Alternative Modes of Communication

Faymonville's article challenging monolingualism in the classroom piqued my interest as my class currently works on their multimodal project.

While I agree that introducing students to a wider range of languages is important (as is supporting those who come from languages and cultures outside of our own), there's a pretty large practical concern. It's easy for the author, a native German speaker, to disrupt a monolingual English situation in their teaching. Having students from other cultures and languages in our classroom also helps disrupt those structures (not that we should force responsibility onto these students, but I think their very presence can make our predominantly Hoosier classrooms wonderfully uncomfortable). I have a much harder time doing that disruption as a white dude from Ohio.

My question is, then, do our multimodal assignments do enough work to ask the kinds of questions Faymonville wants us to ask? If they aren't currently, can they?

One of the reasons I think they can is how Faymonville frames monolingualism not with grammar, but societal expectations. In that sense, the traditional academic expression of the essay is the mode in which our monolingual students converse. By making them do real multimodal work, I wonder if we can destabilize at least some of our students' assumptions about language.

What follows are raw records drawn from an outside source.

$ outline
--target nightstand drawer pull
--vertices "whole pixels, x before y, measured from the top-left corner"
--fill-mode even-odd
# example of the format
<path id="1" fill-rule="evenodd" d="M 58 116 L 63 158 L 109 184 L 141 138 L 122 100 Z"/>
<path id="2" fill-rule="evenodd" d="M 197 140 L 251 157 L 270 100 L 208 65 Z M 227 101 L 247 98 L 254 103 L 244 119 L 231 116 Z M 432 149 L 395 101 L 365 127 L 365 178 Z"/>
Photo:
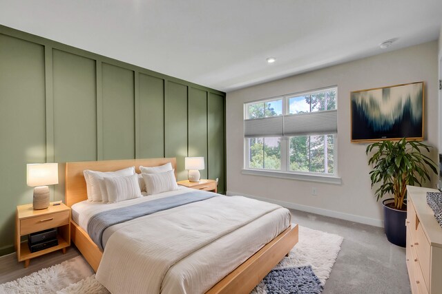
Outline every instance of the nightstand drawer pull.
<path id="1" fill-rule="evenodd" d="M 20 220 L 20 235 L 27 235 L 69 224 L 69 211 Z"/>

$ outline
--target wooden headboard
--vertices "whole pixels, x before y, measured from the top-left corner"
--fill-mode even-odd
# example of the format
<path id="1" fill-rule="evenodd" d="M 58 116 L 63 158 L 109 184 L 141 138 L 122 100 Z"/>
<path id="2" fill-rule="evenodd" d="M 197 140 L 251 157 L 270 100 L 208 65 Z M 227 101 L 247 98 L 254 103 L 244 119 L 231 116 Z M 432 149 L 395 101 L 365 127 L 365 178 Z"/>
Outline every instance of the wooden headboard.
<path id="1" fill-rule="evenodd" d="M 140 172 L 140 165 L 143 167 L 157 167 L 167 162 L 172 163 L 172 167 L 175 169 L 175 177 L 176 178 L 177 160 L 175 158 L 66 162 L 65 178 L 66 204 L 70 207 L 77 202 L 88 199 L 86 180 L 83 174 L 83 171 L 85 169 L 98 171 L 113 171 L 135 166 L 135 171 L 139 174 Z"/>

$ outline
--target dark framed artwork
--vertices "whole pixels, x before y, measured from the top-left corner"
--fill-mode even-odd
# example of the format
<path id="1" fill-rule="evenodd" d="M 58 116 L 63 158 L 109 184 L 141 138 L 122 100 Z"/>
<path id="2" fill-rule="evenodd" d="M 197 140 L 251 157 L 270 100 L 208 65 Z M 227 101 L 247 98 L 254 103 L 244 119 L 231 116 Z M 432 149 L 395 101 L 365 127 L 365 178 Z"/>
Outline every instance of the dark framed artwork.
<path id="1" fill-rule="evenodd" d="M 423 140 L 423 82 L 350 94 L 352 143 Z"/>

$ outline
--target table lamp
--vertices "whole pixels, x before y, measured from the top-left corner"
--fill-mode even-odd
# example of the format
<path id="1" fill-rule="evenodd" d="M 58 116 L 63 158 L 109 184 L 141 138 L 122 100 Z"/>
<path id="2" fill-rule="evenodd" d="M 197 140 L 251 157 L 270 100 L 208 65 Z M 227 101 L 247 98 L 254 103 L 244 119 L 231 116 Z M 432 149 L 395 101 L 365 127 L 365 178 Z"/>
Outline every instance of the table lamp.
<path id="1" fill-rule="evenodd" d="M 49 207 L 48 185 L 58 184 L 58 163 L 28 164 L 26 183 L 34 188 L 34 209 Z"/>
<path id="2" fill-rule="evenodd" d="M 189 182 L 199 182 L 201 177 L 199 169 L 204 169 L 204 158 L 186 157 L 184 158 L 184 169 L 189 170 Z"/>

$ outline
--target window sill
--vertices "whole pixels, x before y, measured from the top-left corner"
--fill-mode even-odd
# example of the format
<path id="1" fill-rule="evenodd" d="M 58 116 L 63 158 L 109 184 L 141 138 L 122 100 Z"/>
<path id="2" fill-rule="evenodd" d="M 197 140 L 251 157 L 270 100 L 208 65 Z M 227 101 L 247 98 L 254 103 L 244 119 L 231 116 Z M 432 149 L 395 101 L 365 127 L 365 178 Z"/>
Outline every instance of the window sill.
<path id="1" fill-rule="evenodd" d="M 244 175 L 268 176 L 271 178 L 287 178 L 308 182 L 324 182 L 326 184 L 341 185 L 343 182 L 342 179 L 336 176 L 305 174 L 262 169 L 241 169 L 241 173 Z"/>

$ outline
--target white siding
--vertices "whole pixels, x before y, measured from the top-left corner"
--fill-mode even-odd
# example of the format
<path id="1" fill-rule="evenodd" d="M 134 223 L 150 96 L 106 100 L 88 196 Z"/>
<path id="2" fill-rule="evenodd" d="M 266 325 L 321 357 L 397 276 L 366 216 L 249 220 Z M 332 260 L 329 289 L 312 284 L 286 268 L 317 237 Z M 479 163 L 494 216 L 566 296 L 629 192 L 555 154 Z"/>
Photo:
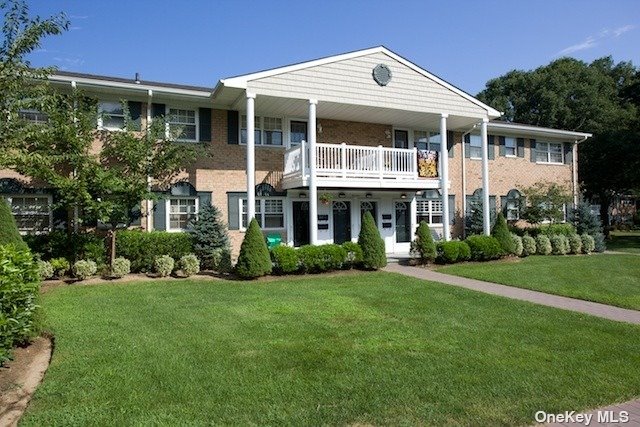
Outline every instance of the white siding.
<path id="1" fill-rule="evenodd" d="M 385 64 L 392 78 L 379 86 L 373 68 Z M 485 117 L 486 111 L 383 52 L 345 59 L 248 82 L 259 95 L 309 99 L 425 113 Z"/>

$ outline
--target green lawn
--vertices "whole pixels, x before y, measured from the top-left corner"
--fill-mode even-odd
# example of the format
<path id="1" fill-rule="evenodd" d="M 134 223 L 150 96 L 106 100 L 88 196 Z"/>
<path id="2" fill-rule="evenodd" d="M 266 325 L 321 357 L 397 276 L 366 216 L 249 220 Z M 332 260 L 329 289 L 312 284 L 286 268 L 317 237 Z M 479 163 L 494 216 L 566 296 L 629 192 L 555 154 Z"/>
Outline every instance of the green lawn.
<path id="1" fill-rule="evenodd" d="M 640 327 L 389 273 L 44 294 L 23 425 L 532 424 L 640 396 Z"/>
<path id="2" fill-rule="evenodd" d="M 441 267 L 442 273 L 640 310 L 640 257 L 531 256 Z"/>
<path id="3" fill-rule="evenodd" d="M 612 231 L 607 249 L 640 254 L 640 231 Z"/>

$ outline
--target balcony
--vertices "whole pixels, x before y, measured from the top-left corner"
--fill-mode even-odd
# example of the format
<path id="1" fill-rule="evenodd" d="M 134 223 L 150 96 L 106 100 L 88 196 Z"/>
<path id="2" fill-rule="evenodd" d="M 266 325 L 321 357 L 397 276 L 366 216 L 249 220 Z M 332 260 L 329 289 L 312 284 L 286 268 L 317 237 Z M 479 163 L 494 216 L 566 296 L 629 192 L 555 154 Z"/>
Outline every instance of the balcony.
<path id="1" fill-rule="evenodd" d="M 316 144 L 319 187 L 429 189 L 437 176 L 420 177 L 416 149 Z M 309 145 L 302 142 L 284 154 L 283 188 L 309 185 Z"/>

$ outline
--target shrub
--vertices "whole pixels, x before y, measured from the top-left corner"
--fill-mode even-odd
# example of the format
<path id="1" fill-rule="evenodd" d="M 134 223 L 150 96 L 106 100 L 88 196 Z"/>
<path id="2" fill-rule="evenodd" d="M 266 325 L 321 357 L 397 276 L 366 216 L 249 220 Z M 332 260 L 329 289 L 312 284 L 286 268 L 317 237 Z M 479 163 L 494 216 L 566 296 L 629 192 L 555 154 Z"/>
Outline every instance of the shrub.
<path id="1" fill-rule="evenodd" d="M 213 205 L 202 206 L 189 229 L 193 236 L 193 251 L 202 260 L 203 268 L 213 268 L 214 251 L 229 250 L 227 225 L 222 220 L 220 209 Z"/>
<path id="2" fill-rule="evenodd" d="M 429 229 L 429 224 L 425 221 L 420 221 L 418 225 L 416 239 L 411 242 L 411 251 L 417 254 L 421 264 L 427 264 L 436 259 L 436 244 L 433 242 L 433 235 L 431 234 L 431 229 Z"/>
<path id="3" fill-rule="evenodd" d="M 0 365 L 11 357 L 15 345 L 36 335 L 39 287 L 31 252 L 24 246 L 0 246 Z"/>
<path id="4" fill-rule="evenodd" d="M 193 276 L 200 272 L 200 260 L 194 254 L 184 255 L 178 261 L 178 267 L 184 276 Z"/>
<path id="5" fill-rule="evenodd" d="M 534 255 L 536 252 L 537 252 L 536 239 L 529 236 L 528 234 L 525 234 L 522 237 L 522 255 L 524 256 Z"/>
<path id="6" fill-rule="evenodd" d="M 131 272 L 131 261 L 126 258 L 118 257 L 113 260 L 113 265 L 110 268 L 110 275 L 115 279 L 126 276 Z"/>
<path id="7" fill-rule="evenodd" d="M 231 264 L 231 250 L 228 248 L 225 249 L 214 249 L 211 255 L 211 267 L 214 271 L 218 273 L 231 273 L 233 270 L 233 265 Z"/>
<path id="8" fill-rule="evenodd" d="M 362 262 L 362 248 L 355 242 L 344 242 L 342 247 L 347 252 L 345 268 L 357 267 Z"/>
<path id="9" fill-rule="evenodd" d="M 513 254 L 515 252 L 513 239 L 507 227 L 507 220 L 504 219 L 502 212 L 498 213 L 496 217 L 496 223 L 491 230 L 491 235 L 495 237 L 500 243 L 500 247 L 505 254 Z"/>
<path id="10" fill-rule="evenodd" d="M 98 271 L 95 261 L 80 260 L 73 264 L 73 275 L 80 280 L 87 279 Z"/>
<path id="11" fill-rule="evenodd" d="M 515 256 L 522 256 L 522 253 L 524 252 L 522 237 L 517 234 L 511 234 L 511 241 L 513 243 L 513 254 Z"/>
<path id="12" fill-rule="evenodd" d="M 53 267 L 51 267 L 51 263 L 49 261 L 42 261 L 39 259 L 36 261 L 36 265 L 38 266 L 38 273 L 40 273 L 41 280 L 47 280 L 53 277 Z"/>
<path id="13" fill-rule="evenodd" d="M 569 241 L 563 234 L 554 234 L 549 237 L 551 253 L 554 255 L 566 255 L 569 252 Z"/>
<path id="14" fill-rule="evenodd" d="M 474 261 L 499 259 L 504 253 L 500 242 L 493 236 L 469 236 L 465 242 L 471 249 L 471 259 Z"/>
<path id="15" fill-rule="evenodd" d="M 293 274 L 300 271 L 298 251 L 291 246 L 280 245 L 271 249 L 273 270 L 277 274 Z"/>
<path id="16" fill-rule="evenodd" d="M 71 267 L 66 258 L 53 258 L 50 263 L 53 268 L 53 275 L 56 277 L 63 277 Z"/>
<path id="17" fill-rule="evenodd" d="M 469 245 L 459 240 L 438 242 L 436 245 L 436 253 L 436 262 L 441 264 L 452 264 L 471 258 Z"/>
<path id="18" fill-rule="evenodd" d="M 378 270 L 387 265 L 387 255 L 384 248 L 384 240 L 373 221 L 371 212 L 365 212 L 362 216 L 362 227 L 358 236 L 358 245 L 362 248 L 362 268 Z"/>
<path id="19" fill-rule="evenodd" d="M 538 234 L 536 237 L 536 253 L 538 255 L 549 255 L 551 253 L 551 242 L 545 234 Z"/>
<path id="20" fill-rule="evenodd" d="M 593 236 L 590 236 L 587 233 L 584 233 L 580 235 L 580 240 L 582 240 L 583 254 L 590 254 L 596 248 L 596 242 L 593 239 Z"/>
<path id="21" fill-rule="evenodd" d="M 2 197 L 0 197 L 0 245 L 13 245 L 16 249 L 27 249 L 11 213 L 11 207 Z"/>
<path id="22" fill-rule="evenodd" d="M 577 234 L 569 236 L 569 252 L 579 254 L 582 252 L 582 239 Z"/>
<path id="23" fill-rule="evenodd" d="M 134 273 L 152 271 L 155 259 L 161 255 L 180 259 L 191 253 L 193 239 L 189 233 L 123 230 L 116 237 L 116 254 L 131 261 Z"/>
<path id="24" fill-rule="evenodd" d="M 167 277 L 173 272 L 175 261 L 169 255 L 161 255 L 156 258 L 153 267 L 160 277 Z"/>
<path id="25" fill-rule="evenodd" d="M 271 273 L 272 264 L 269 249 L 258 221 L 251 219 L 244 235 L 240 256 L 236 263 L 236 273 L 243 279 L 255 279 Z"/>

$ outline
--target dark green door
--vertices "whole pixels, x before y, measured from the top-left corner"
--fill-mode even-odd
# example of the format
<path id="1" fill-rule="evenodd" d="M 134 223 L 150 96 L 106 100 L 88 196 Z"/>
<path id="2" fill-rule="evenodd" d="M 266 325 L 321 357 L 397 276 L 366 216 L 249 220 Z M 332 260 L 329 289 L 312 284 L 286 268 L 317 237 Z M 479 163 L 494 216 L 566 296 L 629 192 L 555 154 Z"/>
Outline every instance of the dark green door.
<path id="1" fill-rule="evenodd" d="M 333 243 L 341 245 L 351 240 L 351 203 L 333 202 Z"/>

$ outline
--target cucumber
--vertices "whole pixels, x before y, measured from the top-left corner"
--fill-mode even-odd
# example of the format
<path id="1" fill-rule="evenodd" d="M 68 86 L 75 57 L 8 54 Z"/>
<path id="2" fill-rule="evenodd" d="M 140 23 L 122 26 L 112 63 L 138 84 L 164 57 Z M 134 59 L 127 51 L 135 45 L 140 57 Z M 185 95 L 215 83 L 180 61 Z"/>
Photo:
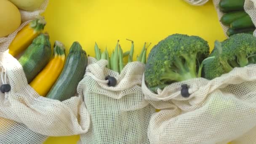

They just submitted their assignments, so I don't yet know how going multimodal has affected my students. For those of your who have already completed that unit, how has that experience affected your students w/r/t language?

Comments

  1. Hey Lucas,

    (Everyone should get at least one comment).

    I think this brings up some really intriguing possibilities. I like the idea of using a multimodal project to truly destabilize those monolingual forms of communications (especially academic communication). I think this is especially true when the multimodal project is something that does not allow traditional words. Pushing for things like images, sounds and not speech as communication, even something like interpretive dance as a legitimate form of composition allow students (and us) to explore what it really means to communicate with each other. After all, 90% of communication is non-verbal, not to mention all the ways that material culture can communicate to us (something that I think multimodal composition could demonstrate).

    My own students are currently finishing up their own multimodal assignments. While I gave them more leeway given the situation to compose a more "traditional" paper if they wanted, many of them are still doing interesting things that push the boundaries of both monolingual communication and what would traditionally be considered "researched writing" (they are using research collected from their Major Research Project to write a fictional story about their topic). I'll have to let you all know how that turns out, but I'm excited to read what they create!